インドでカレーを食べて続けていたら、それはまぁ、別物として認められないのも分かる。
「ですがここは日本なので、日本式の方が多くの人の口に合います」
「だが、本場の味。家庭で味わえない味にしなければ客を取る事は出来ないだろう」
否定はしない、実際それを売りにしている店は多くあるし、それを目的にカレー屋に来る人もいる。

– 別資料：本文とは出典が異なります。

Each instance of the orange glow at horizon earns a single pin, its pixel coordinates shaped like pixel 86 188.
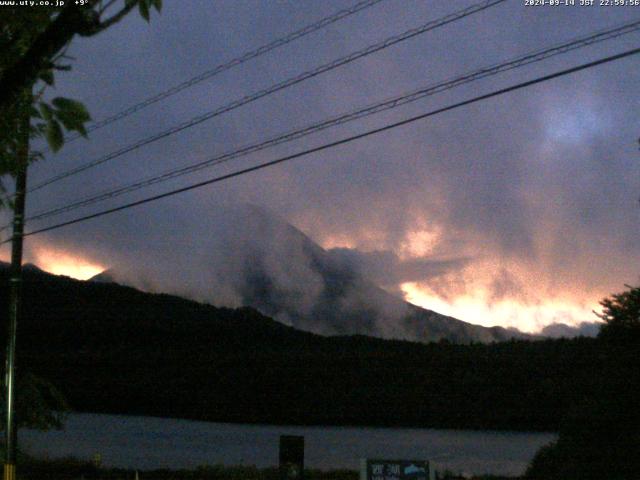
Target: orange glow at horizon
pixel 65 263
pixel 475 308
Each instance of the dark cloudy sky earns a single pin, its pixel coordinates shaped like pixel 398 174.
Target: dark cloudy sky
pixel 520 211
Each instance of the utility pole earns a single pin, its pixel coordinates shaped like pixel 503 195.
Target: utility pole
pixel 15 286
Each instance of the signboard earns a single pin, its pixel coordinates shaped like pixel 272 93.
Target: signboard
pixel 291 457
pixel 372 469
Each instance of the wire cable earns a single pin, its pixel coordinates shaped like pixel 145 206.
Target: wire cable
pixel 276 87
pixel 520 61
pixel 279 42
pixel 342 141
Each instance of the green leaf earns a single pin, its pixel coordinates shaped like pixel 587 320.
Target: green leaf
pixel 144 9
pixel 71 107
pixel 35 113
pixel 54 135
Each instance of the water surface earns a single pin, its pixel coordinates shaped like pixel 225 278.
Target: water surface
pixel 147 443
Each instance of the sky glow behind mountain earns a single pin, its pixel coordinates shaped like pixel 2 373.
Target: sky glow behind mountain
pixel 519 211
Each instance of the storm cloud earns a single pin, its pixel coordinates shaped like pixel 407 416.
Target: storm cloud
pixel 530 197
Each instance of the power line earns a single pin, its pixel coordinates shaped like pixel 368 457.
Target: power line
pixel 277 87
pixel 306 30
pixel 406 98
pixel 343 141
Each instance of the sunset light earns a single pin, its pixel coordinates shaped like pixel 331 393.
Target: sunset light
pixel 60 262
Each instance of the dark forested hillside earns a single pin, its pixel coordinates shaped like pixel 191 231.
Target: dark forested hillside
pixel 115 349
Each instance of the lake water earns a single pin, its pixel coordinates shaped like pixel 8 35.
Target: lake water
pixel 147 443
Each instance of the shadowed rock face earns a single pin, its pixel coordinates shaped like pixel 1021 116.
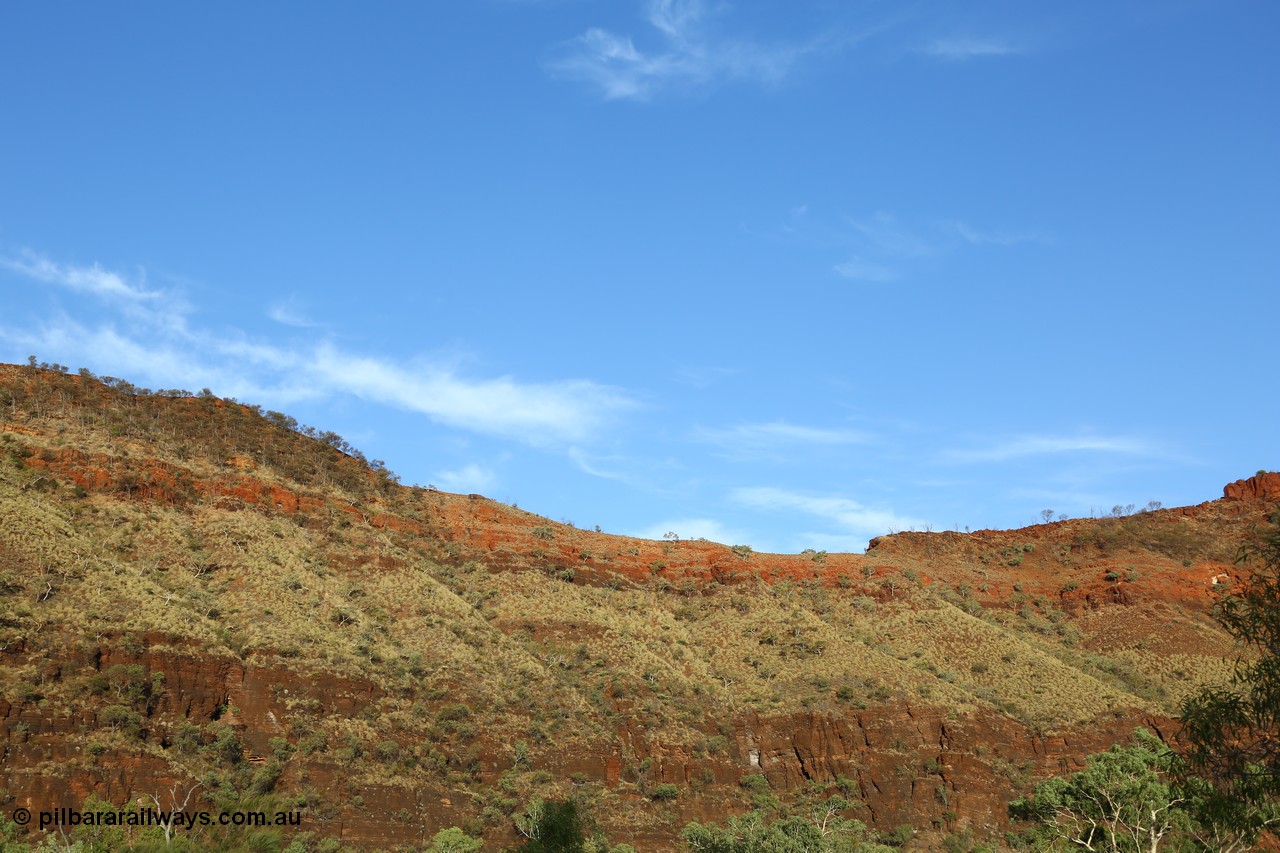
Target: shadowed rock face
pixel 96 498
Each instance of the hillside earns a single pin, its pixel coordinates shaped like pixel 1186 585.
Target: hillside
pixel 197 596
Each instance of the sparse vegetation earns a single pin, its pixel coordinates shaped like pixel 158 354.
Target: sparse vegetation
pixel 405 655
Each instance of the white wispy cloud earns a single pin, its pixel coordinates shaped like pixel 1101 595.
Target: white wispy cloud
pixel 86 279
pixel 691 51
pixel 860 269
pixel 776 433
pixel 287 313
pixel 959 48
pixel 993 237
pixel 892 237
pixel 539 413
pixel 854 521
pixel 149 345
pixel 890 249
pixel 1020 446
pixel 467 479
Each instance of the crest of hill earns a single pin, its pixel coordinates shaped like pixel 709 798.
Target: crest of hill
pixel 182 574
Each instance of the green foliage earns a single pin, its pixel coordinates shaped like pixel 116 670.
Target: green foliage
pixel 1121 802
pixel 664 792
pixel 824 831
pixel 553 828
pixel 1133 799
pixel 1234 731
pixel 453 840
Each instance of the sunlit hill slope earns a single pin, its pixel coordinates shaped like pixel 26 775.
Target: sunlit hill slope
pixel 197 594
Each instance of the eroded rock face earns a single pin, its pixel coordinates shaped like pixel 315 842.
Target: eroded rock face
pixel 908 763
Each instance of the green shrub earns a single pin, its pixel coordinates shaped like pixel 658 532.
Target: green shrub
pixel 664 792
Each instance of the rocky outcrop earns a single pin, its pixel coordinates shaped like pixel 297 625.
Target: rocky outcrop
pixel 1265 486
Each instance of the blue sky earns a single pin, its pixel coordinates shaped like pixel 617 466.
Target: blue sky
pixel 789 276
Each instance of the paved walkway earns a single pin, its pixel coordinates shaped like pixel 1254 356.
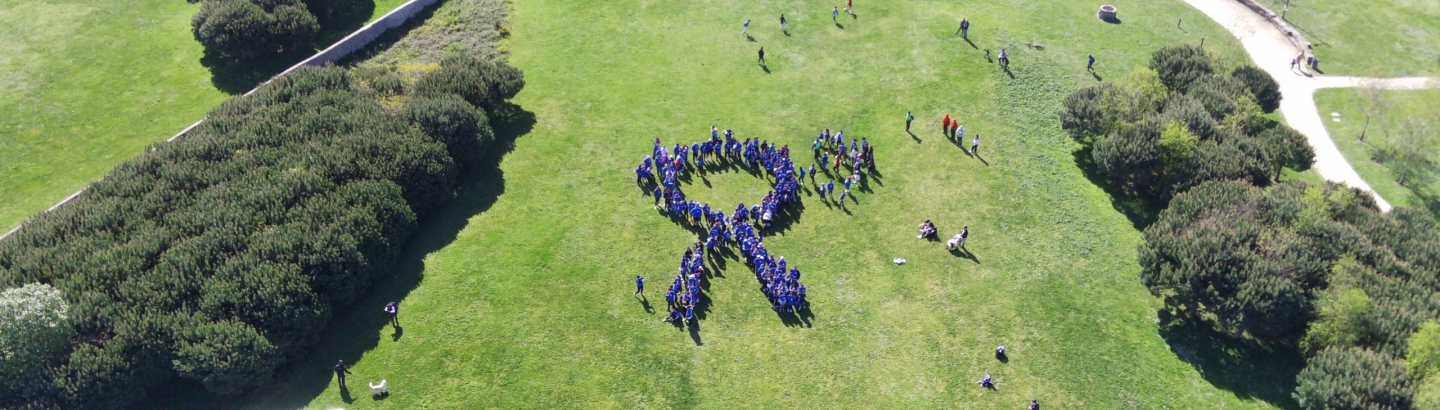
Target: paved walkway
pixel 1272 52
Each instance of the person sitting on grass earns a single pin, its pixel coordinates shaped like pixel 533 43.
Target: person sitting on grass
pixel 926 229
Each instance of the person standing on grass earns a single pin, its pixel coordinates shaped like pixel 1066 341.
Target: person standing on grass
pixel 395 312
pixel 340 373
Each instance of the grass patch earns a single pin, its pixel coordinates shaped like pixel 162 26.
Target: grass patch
pixel 1352 105
pixel 519 294
pixel 1383 38
pixel 87 84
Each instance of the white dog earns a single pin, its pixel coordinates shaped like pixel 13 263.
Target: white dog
pixel 379 389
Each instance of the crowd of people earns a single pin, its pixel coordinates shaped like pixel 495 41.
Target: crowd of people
pixel 743 228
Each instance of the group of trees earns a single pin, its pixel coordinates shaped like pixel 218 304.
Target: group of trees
pixel 222 255
pixel 1315 266
pixel 254 29
pixel 1184 121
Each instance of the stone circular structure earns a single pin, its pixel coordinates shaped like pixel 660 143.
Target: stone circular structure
pixel 1108 13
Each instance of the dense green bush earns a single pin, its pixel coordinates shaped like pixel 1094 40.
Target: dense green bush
pixel 219 256
pixel 1180 66
pixel 1352 379
pixel 1265 89
pixel 1157 144
pixel 252 29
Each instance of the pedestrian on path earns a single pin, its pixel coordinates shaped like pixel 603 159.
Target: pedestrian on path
pixel 340 373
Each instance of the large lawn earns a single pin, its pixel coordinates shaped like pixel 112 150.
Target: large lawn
pixel 88 84
pixel 1398 107
pixel 519 294
pixel 1370 38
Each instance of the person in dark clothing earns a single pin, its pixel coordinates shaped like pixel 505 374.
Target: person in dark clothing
pixel 340 371
pixel 395 312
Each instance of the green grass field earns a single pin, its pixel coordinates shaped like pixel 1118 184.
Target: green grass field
pixel 1352 104
pixel 1383 38
pixel 519 292
pixel 85 85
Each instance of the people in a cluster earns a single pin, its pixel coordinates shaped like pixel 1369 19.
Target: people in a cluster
pixel 742 228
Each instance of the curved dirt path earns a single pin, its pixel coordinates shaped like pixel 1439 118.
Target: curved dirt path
pixel 1272 52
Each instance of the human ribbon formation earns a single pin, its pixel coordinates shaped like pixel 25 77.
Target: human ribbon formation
pixel 742 229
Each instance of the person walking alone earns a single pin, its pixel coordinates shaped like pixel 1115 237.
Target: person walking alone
pixel 395 312
pixel 340 373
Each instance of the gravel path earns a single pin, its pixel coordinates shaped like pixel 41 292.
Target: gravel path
pixel 1272 52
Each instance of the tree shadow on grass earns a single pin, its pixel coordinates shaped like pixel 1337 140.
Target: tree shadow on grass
pixel 1246 367
pixel 356 328
pixel 1141 212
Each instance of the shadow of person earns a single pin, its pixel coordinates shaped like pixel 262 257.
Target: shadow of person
pixel 344 394
pixel 644 304
pixel 694 333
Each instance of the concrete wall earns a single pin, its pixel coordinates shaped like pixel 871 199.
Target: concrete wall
pixel 350 43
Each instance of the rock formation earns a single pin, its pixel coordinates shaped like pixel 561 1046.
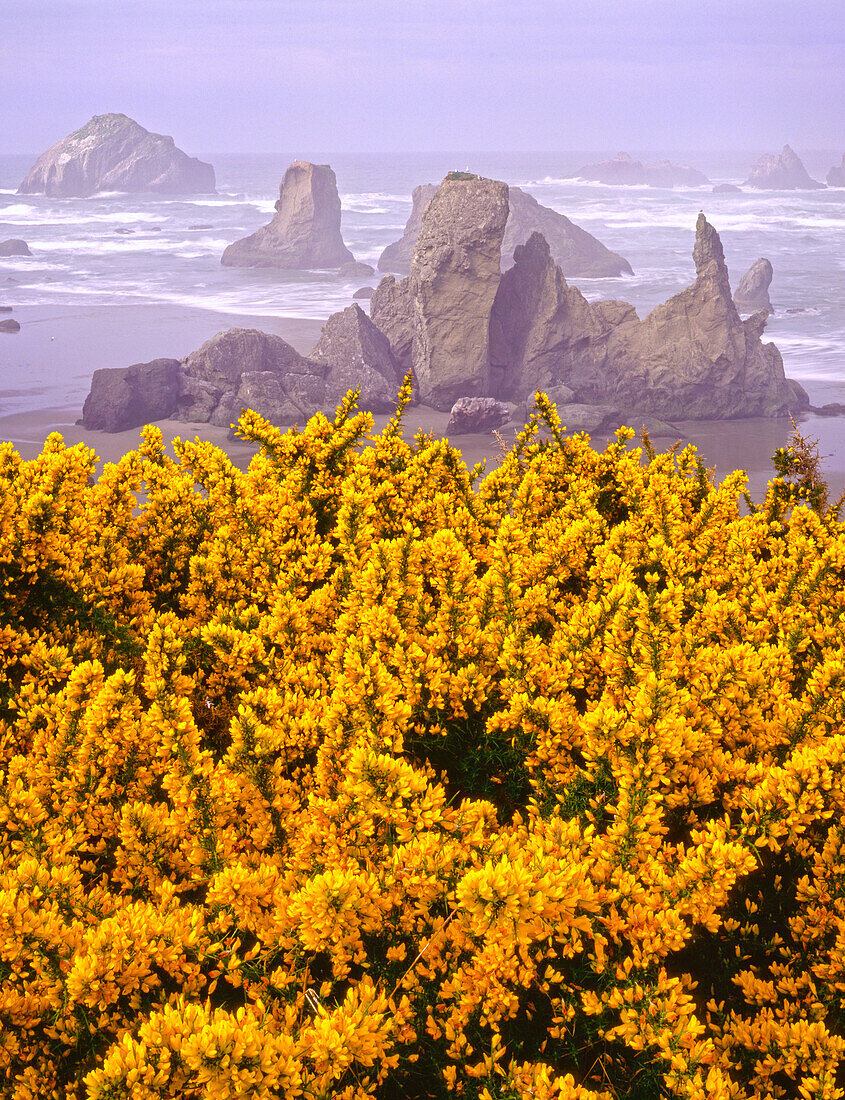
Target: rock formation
pixel 305 231
pixel 217 380
pixel 836 175
pixel 14 248
pixel 476 415
pixel 691 358
pixel 113 153
pixel 624 169
pixel 452 284
pixel 781 172
pixel 753 292
pixel 359 355
pixel 577 251
pixel 131 396
pixel 392 311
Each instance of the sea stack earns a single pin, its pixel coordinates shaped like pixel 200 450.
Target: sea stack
pixel 782 172
pixel 836 175
pixel 753 292
pixel 113 153
pixel 624 169
pixel 452 284
pixel 305 231
pixel 577 251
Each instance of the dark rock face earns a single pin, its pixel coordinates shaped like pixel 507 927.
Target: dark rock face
pixel 14 248
pixel 753 292
pixel 836 175
pixel 625 169
pixel 781 172
pixel 476 415
pixel 355 270
pixel 465 330
pixel 113 153
pixel 305 231
pixel 453 281
pixel 222 376
pixel 131 396
pixel 359 356
pixel 577 251
pixel 392 311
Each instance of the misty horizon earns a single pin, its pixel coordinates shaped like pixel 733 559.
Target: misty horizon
pixel 390 77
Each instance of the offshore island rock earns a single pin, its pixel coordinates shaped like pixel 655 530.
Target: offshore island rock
pixel 781 172
pixel 577 251
pixel 113 153
pixel 753 292
pixel 624 169
pixel 305 231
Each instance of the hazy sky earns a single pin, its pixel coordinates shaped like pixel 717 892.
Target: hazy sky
pixel 420 75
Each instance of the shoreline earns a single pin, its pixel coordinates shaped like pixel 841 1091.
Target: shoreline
pixel 726 444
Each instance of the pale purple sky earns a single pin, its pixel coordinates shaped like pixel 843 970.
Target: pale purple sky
pixel 418 75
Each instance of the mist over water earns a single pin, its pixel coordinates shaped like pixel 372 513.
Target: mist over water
pixel 80 261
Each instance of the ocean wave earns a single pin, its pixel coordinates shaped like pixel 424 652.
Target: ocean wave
pixel 124 244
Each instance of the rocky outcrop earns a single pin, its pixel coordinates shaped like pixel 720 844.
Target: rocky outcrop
pixel 355 270
pixel 753 292
pixel 472 415
pixel 358 355
pixel 781 172
pixel 305 231
pixel 452 284
pixel 836 175
pixel 392 311
pixel 577 251
pixel 113 153
pixel 212 378
pixel 397 256
pixel 692 358
pixel 624 169
pixel 128 397
pixel 14 248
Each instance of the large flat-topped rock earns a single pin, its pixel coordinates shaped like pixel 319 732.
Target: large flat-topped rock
pixel 577 251
pixel 626 171
pixel 452 284
pixel 113 153
pixel 781 172
pixel 305 230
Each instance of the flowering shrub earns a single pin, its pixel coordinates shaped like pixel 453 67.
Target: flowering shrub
pixel 359 773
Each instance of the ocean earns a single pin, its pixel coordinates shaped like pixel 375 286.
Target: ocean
pixel 168 259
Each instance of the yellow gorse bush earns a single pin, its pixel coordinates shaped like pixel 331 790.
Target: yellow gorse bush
pixel 359 773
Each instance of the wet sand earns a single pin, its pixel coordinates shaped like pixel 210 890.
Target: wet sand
pixel 726 444
pixel 51 362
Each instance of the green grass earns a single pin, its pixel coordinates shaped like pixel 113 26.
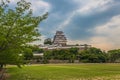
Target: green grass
pixel 66 72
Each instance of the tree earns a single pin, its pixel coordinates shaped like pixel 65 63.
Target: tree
pixel 17 28
pixel 92 55
pixel 114 55
pixel 28 54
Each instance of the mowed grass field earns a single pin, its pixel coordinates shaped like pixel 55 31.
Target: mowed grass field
pixel 65 72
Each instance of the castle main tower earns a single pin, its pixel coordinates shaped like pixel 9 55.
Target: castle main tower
pixel 59 39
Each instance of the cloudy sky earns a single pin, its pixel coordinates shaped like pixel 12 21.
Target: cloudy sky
pixel 95 22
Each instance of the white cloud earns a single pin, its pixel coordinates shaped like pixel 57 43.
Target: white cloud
pixel 86 7
pixel 38 6
pixel 92 6
pixel 107 35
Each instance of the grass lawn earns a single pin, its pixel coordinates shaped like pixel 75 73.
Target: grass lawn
pixel 65 72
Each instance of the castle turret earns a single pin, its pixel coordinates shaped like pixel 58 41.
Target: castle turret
pixel 59 39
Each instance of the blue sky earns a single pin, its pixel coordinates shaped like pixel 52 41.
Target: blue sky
pixel 95 22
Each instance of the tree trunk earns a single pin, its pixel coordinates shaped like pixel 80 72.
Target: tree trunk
pixel 1 67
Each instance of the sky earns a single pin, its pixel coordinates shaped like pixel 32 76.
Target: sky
pixel 94 22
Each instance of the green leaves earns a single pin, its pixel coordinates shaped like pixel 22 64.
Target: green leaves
pixel 17 28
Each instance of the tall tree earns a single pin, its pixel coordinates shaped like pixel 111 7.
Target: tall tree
pixel 17 28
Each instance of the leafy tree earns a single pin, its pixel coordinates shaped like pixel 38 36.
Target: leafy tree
pixel 92 55
pixel 17 28
pixel 114 55
pixel 28 54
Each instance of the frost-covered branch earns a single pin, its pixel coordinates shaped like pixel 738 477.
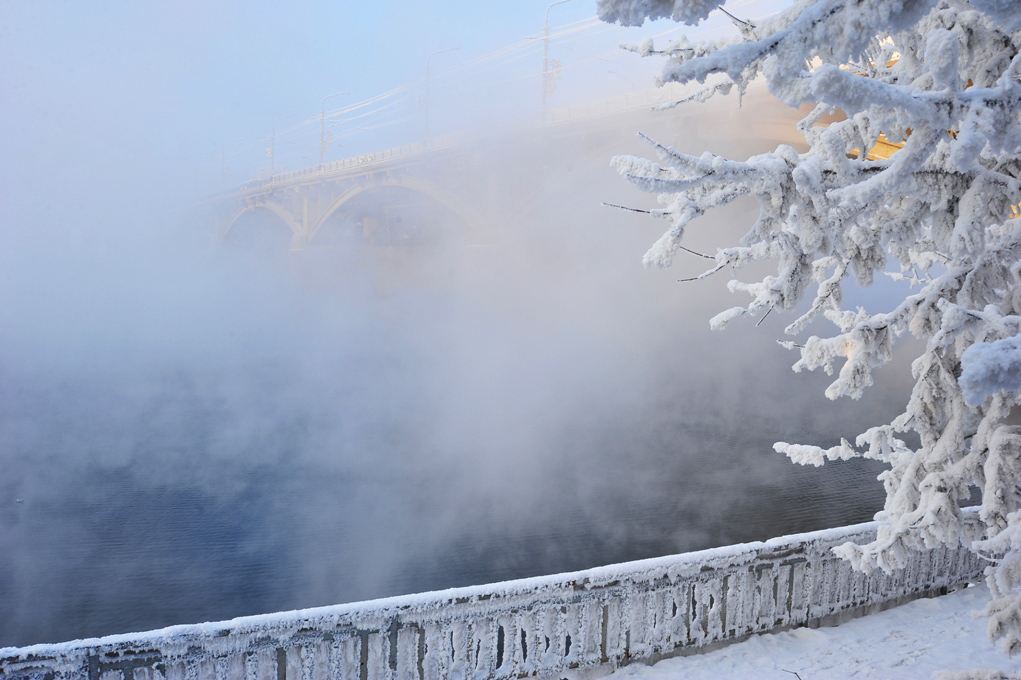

「スパイスは自家製の組み合わせで使っています。それに、そもそもカレーは家庭料理。親しみやすい味と言うのも重要だと思いますが?」
「……」
反論が浮かばないのか、黙ってしまった。
心の中で、はい論破―と、ドヤ顔をしておく。
「うおおおおおおお」
怒号と共に机を勢いよく叩く。大きな音が店に響き、俺は思わず飛び上がる。
「うおぅ!?」
「とにかく! これを! カレーとは! 認めん!」
怒りで真っ赤になったウイキョウの顔が間近に迫る。悪鬼羅刹のような雰囲気に思わず体が震える。
だが、料理ばかりは、俺も譲れない。
「たた食べる前から、そんな風に言わないでくれ!」
「認めれぬものなど、食えるかぁぁ!」
「なんだとぉぉぉ!」
食べてまずかったならいざ知らず、食べる前にこうまで否定されると、流石に頭にきた。
勝てないのは分かっているが、殴らずにはいられない。拳を上げたウイキョウに合わせるように俺も拳を振り上げた。
「ねぇ」
そんな一触即発な状況を、クローブちゃんの声が遮り、お互いが手を止めた。
「……ウイキョウ、もしかしてまだナスが食べれない?」
「うっ」
「え?」
突拍子のない一言。
だが一言で、途端にウイキョウはビクリと体を震わせ、顔を青くした。
一触即発の場は、思わぬ形で凍りついてしまった。